The Canadian context of diversity, with its emphasis on politeness and multicultural harmony, makes this form of racism especially difficult to address.
“Polite racism thrives in Canada’s national myth of multiculturalism — the belief that racial harmony has already been achieved,” she adds.
“Canada doesn’t deny racism exists; it denies responsibility for it. This self-image allows institutions to dismiss inequities as isolated incidents rather than as systemic design,” a denial of responsibility that can leave racialized employees feeling isolated and unsupported.
Moving from performative equity to structural repair
The research highlights that polite racism is not just a matter of individual bias, but is reinforced by institutional structures and policies. To address this, Coen-Sanchez says organizations must move beyond performative diversity initiatives and commit to real structural change.
“HR must stop managing diversity like public relations and start treating it like structural repair,” she says.
“The first step is developing anti-racist literacy — learning the language of racism as it truly functions. Not just ‘implicit bias,’ but polite racism. Not just ‘microaggressions,’ but racial ignominy.”

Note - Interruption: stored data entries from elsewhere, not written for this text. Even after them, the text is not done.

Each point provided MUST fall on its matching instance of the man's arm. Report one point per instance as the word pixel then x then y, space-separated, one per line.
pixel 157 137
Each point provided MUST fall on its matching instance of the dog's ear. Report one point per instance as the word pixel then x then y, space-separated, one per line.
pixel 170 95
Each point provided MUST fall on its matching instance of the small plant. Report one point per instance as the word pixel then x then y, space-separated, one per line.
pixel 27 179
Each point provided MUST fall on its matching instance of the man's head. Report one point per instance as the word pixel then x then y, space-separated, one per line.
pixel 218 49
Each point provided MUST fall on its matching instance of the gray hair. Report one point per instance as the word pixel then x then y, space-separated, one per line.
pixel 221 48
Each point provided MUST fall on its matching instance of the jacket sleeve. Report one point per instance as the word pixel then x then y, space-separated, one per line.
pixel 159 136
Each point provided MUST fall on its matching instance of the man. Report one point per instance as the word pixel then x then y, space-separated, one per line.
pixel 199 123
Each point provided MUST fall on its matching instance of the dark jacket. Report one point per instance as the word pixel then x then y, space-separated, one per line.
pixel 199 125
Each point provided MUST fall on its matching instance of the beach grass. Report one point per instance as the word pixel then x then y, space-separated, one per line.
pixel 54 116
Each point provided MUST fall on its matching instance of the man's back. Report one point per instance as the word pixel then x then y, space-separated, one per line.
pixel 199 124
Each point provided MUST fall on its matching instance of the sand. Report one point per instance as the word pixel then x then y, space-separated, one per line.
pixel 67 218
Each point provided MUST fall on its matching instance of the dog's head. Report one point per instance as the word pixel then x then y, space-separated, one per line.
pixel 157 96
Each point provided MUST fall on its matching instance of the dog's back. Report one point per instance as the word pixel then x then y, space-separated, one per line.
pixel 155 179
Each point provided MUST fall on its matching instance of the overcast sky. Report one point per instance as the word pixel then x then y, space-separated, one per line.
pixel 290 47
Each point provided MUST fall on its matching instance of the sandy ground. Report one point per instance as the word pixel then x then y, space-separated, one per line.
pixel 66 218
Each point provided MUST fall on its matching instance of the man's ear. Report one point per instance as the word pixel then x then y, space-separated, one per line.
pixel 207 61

She suggests auditing hiring and promotion criteria to root out bias around hiring standards that rely on “fit” or “communication style” or “leadership style”.
“Embedding racial consciousness in evaluation frameworks so that cultural capital isn’t measured by white, middle-class standards. Creating brave spaces, not just ‘safe spaces,’” she says.
“Brave spaces ask participants to engage in difficult, sometimes uncomfortable conversations about race, power, and inequity, while still maintaining respect and empathy.”
She also stresses the importance of data-driven accountability, by collecting race and ethnicity data for recruiting and promotions and using that data to reveal hidden organizational inequities including polite racism.
“If we can measure profits, we can measure progress. If we can hold people accountable for budgets, we can hold them accountable for bias,” Coen-Sanchez says.
“The work is not to make racism less polite — the work is to make equity less performative.”